The barn was built in the late 1700s as a post-and-beam construction, Yates said. The barn still sits on the original foundation of large natural stones placed underneath it.
Yates inherited the barn in 2016 and cleared it out and shaped it into a museum with the help of his daughter, Jessica Yates, whom he said was instrumental to the project.
The Olde Bristol Historical Society hosted a talk at the barn in summer 2017, where as much as 93 people showed up, Yates said.
“They just wanted me to keep on talking,” Yates said with a smile.
The old haying wagon, a winnowing machine for Maine wild blueberries, and a road roller are just a few of the historical items displayed in the museum.
“They used to roll the roads in the wintertime for the snow,” Yates said.
At age 12, Yates and his brother started mowing lawns and were able to purchase a Briggs & Stratton lawnmower at Renys in Damariscotta on credit for $48, paying Bob Reny back as they made money.
“Bob Reny was a nice man. He let us buy it on time,” Yates said.
Yates started working at the New Harbor grocery store, C.E. Reilly & Son Inc., in 1967 and still works there six days a week. He can be spotted in the store sporting his signature white handlebar mustache.
“It’s just a trade I’ve learned,” Yates said of staying at the store all these years. “Maybe I don’t know any different, but I do know a lot different.”
There was only a brief hiatus from Reilly’s store when Yates was drafted into the U.S. Army in 1970. Because he remembered Morse code from his time in the Boy Scouts, he was immediately transferred to a Signal Corps battalion in Germany, where he managed radio and other communications.
After returning from the U.S. Army, Yates “grew my hair for a year, went clamming, and raised more hell than I can talk about,” he said with a laugh.
However, Reginald Reilly, the previous owner of the family business, set him straight when he came back to work at the grocery store.
“He was good for me and kind of corrected me to get back on the right path,” Yates said.
“I’ve been there ever since,” he said. “So, I’ve worked at Reilly’s store over a period of 55 years.”
Yates served on the board of appeals and the budget committee before running for the select board at the urging of his mother in 2001. His mother was the town clerk and tax collector for Bristol for years, so Yates was exposed to town government and its inner workings from an early age.

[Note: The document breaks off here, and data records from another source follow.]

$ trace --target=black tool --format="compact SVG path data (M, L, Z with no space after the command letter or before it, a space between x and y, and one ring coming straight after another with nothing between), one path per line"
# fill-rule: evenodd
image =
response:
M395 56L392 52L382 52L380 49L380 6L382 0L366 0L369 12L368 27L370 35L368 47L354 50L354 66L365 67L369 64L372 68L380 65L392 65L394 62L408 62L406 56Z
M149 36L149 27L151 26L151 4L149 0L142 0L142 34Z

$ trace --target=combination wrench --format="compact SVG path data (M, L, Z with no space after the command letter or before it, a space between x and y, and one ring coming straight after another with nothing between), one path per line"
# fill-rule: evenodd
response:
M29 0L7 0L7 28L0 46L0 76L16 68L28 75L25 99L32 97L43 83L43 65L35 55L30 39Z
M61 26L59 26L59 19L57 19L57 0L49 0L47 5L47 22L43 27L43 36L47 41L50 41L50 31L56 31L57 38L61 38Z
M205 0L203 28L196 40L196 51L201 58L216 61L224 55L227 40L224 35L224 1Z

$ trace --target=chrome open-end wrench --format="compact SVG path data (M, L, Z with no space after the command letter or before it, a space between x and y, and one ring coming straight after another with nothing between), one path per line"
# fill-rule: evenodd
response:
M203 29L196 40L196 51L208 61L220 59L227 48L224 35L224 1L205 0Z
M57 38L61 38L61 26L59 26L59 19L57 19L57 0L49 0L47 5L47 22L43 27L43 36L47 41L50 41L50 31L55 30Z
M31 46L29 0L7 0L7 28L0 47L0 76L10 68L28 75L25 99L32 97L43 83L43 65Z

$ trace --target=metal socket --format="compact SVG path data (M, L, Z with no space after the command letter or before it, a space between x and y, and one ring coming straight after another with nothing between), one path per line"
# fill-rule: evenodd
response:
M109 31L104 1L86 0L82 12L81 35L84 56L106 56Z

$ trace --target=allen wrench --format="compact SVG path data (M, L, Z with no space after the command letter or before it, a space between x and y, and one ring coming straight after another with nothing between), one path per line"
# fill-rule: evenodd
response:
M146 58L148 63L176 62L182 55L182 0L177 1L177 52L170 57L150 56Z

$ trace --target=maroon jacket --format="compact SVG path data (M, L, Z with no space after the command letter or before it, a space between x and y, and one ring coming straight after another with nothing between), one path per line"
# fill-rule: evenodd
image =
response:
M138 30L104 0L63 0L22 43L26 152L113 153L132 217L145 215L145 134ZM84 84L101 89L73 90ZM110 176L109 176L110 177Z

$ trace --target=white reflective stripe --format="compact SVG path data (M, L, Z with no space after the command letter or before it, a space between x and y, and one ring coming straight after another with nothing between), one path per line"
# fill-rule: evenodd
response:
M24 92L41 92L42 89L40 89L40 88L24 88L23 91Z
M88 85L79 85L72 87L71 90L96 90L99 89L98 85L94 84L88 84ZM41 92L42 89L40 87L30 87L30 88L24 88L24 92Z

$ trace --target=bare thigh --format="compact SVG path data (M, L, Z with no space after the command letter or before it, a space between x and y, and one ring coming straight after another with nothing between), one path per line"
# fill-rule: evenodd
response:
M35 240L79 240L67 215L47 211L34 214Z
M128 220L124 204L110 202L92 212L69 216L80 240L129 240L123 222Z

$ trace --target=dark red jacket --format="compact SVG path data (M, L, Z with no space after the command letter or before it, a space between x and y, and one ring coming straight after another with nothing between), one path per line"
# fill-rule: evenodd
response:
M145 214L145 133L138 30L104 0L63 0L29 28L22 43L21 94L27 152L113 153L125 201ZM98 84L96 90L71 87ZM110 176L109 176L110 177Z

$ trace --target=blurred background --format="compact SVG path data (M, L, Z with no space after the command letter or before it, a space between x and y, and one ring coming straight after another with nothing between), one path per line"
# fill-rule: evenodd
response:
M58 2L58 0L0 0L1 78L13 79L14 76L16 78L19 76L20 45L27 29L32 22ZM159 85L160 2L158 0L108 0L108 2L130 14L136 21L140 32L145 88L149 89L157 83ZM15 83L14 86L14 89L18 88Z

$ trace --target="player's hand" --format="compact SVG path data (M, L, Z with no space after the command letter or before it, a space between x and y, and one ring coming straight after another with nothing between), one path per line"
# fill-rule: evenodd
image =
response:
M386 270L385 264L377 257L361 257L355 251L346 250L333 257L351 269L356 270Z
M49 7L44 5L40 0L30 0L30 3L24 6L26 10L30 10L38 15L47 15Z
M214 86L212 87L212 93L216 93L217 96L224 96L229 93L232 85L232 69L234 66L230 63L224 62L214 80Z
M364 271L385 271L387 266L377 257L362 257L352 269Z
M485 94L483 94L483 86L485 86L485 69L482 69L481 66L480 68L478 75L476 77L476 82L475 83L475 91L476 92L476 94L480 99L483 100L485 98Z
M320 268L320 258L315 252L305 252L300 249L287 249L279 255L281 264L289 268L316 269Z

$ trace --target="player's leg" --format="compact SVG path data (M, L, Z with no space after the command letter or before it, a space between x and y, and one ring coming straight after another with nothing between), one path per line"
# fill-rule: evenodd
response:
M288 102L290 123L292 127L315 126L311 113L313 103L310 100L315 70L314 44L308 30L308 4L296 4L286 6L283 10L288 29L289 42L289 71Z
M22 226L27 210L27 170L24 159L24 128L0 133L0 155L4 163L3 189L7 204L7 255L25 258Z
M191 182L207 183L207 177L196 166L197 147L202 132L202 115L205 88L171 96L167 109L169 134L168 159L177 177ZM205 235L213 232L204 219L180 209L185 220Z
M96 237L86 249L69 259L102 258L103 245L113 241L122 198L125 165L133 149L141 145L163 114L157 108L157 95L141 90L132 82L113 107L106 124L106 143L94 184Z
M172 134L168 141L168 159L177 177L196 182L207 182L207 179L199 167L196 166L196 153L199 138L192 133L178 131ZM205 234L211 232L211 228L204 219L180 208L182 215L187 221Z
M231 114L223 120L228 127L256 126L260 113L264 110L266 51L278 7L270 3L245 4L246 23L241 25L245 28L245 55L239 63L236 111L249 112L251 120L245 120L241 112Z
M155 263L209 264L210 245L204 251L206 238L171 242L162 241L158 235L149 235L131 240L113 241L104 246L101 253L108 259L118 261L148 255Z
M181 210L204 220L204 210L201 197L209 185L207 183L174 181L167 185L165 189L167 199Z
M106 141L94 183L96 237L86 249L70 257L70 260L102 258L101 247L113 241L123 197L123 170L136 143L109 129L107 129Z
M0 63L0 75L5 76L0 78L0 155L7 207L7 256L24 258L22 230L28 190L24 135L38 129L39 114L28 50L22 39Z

During his 21 years and counting on the select board, he has always held fast in his priorities, putting the town and its residents first.
“I always made my decisions for the best interests of the town and not personal ones,” Yates said. “And I’ve always held to that. No matter who you know or who you are, you do it for the interests of the town and don’t drive it for personal gain because that just doesn’t cut it.”
He said the value of the knowledge and the relationships made while on the select board make up for the minuscule salary.
“Kind of like Andy Griffin, you don’t go by the book, you go by the heart,” Yates said.
Yates also performed with the Bristol Footlighters, a stage and vaudeville group formed in 1953 to raise funds for schools and scholarships, for 38 years.
“The Bristol Footlighters started in 1953 and they seeded the money to build that gymnasium,” Yates said of Bristol Consolidated School where the group would perform until disbanding in 2014.
The group would plan a stage show according to a different theme every year, ranging from Western to Broadway to nautical.
“Every year was different,” Yates said.
He said the best and funniest gig he ever did was Abbott and Costello’s classic “Who’s on First?” comedy of errors routine.
The Footlighters allowed Yates another way to keep history alive and maintain its character before it is lost to time.